Beyond this illustrative example, the authors survey recent literature that reports surprising links between demographic, economic, cultural, or political indicators and linguistic or cultural outcomes. They argue that many of these studies share the same methodological flaw: treating temporally ordered observations as cross‑sectional data without accounting for autocorrelation, trends, or potential structural breaks. The paper therefore outlines a set of best‑practice steps for researchers handling time‑series data: (1) test for stationarity and apply appropriate transformations (log, differencing) to achieve it; (2) model residual autocorrelation using ARIMA, VAR, or state‑space frameworks; (3) examine cointegration when variables are integrated of the same order; (4) complement statistical significance with substantive plausibility checks, such as theory‑driven expectations and robustness to alternative specifications.
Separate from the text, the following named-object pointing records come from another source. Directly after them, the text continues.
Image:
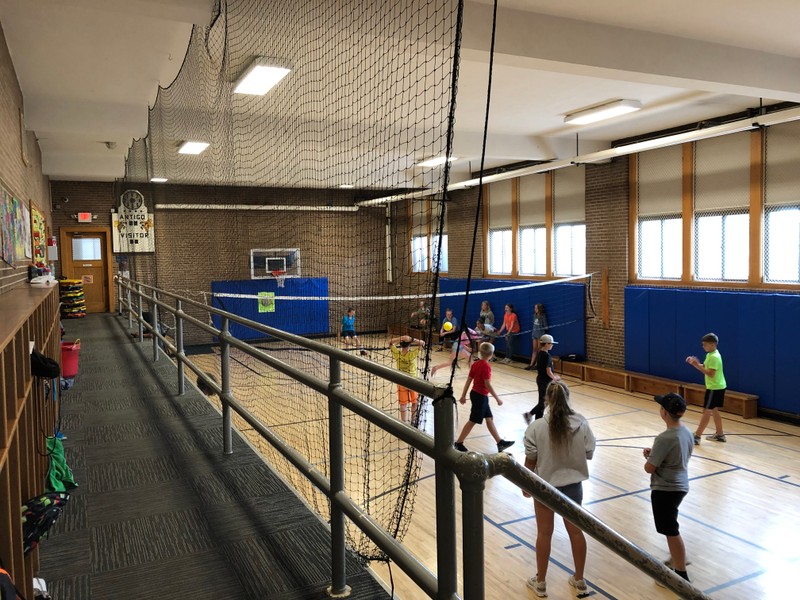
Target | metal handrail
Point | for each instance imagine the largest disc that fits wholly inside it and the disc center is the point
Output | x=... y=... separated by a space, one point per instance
x=471 y=468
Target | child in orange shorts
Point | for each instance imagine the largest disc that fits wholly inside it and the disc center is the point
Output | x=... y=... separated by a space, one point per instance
x=405 y=356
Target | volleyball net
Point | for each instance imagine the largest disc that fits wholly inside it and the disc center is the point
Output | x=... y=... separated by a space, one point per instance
x=283 y=199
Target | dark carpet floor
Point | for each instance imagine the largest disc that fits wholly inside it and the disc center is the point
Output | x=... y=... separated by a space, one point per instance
x=160 y=512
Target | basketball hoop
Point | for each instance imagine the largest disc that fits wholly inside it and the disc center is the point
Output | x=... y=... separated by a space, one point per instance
x=280 y=277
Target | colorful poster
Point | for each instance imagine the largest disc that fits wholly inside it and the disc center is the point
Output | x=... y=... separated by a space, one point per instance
x=38 y=236
x=7 y=218
x=25 y=231
x=266 y=301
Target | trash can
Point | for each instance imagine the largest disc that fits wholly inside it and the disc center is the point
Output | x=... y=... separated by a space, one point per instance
x=69 y=358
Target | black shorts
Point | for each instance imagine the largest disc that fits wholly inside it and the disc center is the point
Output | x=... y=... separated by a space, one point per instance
x=665 y=511
x=714 y=399
x=480 y=407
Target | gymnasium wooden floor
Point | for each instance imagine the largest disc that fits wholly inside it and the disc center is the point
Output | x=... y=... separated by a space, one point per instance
x=740 y=521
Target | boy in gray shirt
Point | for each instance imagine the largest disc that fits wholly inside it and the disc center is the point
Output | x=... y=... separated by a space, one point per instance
x=667 y=463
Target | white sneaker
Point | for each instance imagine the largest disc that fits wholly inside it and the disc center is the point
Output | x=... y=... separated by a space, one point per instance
x=539 y=587
x=579 y=585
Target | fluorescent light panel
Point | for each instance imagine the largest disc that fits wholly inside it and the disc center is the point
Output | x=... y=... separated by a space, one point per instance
x=192 y=147
x=260 y=77
x=604 y=111
x=436 y=162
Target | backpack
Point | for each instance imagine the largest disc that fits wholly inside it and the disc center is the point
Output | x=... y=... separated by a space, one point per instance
x=43 y=366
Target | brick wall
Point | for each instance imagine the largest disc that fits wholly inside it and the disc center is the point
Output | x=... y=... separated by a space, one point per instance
x=607 y=210
x=22 y=179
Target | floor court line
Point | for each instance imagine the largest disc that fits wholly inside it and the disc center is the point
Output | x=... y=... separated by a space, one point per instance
x=523 y=542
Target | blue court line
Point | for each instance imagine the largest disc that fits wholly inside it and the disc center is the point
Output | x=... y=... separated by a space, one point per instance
x=746 y=470
x=624 y=412
x=647 y=489
x=733 y=582
x=522 y=542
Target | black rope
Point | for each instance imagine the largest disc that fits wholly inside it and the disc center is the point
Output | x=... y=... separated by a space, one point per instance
x=451 y=120
x=478 y=206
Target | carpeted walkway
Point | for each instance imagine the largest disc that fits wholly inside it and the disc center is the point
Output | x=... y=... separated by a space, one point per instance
x=160 y=512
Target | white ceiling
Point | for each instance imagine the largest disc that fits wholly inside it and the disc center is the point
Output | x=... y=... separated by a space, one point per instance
x=89 y=69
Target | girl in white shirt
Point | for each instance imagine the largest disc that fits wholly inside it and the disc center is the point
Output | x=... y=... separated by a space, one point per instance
x=557 y=448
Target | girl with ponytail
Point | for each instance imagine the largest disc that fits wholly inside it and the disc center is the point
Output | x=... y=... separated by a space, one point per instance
x=557 y=448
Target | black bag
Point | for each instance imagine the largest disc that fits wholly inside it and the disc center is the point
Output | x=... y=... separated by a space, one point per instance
x=43 y=366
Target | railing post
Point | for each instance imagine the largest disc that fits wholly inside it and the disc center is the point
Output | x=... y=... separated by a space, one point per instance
x=139 y=311
x=446 y=556
x=472 y=488
x=225 y=370
x=338 y=587
x=155 y=326
x=130 y=307
x=179 y=348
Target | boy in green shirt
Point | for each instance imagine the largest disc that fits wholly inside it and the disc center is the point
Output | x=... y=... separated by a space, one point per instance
x=711 y=367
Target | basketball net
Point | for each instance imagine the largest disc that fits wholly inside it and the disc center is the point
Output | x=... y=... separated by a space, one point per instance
x=280 y=277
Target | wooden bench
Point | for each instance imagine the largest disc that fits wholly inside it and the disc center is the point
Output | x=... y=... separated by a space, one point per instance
x=737 y=403
x=651 y=384
x=568 y=368
x=398 y=329
x=605 y=375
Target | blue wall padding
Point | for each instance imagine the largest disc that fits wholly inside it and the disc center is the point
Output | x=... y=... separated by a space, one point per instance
x=758 y=333
x=303 y=317
x=662 y=320
x=786 y=358
x=565 y=304
x=637 y=330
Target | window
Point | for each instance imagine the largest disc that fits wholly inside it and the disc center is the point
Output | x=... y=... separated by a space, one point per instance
x=570 y=249
x=782 y=204
x=569 y=231
x=721 y=208
x=660 y=248
x=500 y=258
x=500 y=252
x=782 y=240
x=532 y=232
x=722 y=247
x=419 y=253
x=532 y=251
x=86 y=249
x=659 y=202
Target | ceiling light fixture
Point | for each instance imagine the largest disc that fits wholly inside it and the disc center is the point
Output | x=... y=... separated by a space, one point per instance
x=436 y=162
x=260 y=77
x=192 y=147
x=602 y=111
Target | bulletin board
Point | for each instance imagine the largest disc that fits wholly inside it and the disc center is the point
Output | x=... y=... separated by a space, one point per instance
x=15 y=228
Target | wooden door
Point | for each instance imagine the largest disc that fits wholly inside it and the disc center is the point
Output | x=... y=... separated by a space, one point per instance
x=87 y=256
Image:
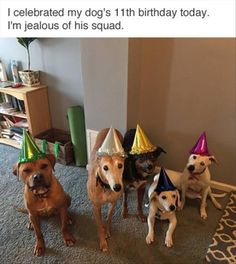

In conclusion, the striking correlation between population size and lexical diversity is revealed to be an artefact of misspecified modeling rather than a genuine sociolinguistic phenomenon. By juxtaposing the same spurious pattern with global sea‑level rise, the authors make a compelling visual and statistical argument that temporal dependence must be explicitly modeled. The paper’s broader message is a call to both authors and reviewers: rigorous time‑series analysis is essential to avoid misleading inferences, especially in interdisciplinary research where novel, eye‑catching correlations are often highlighted. Properly accounting for the structure of temporal data safeguards scientific credibility and ensures that reported relationships reflect real underlying processes rather than statistical mirages.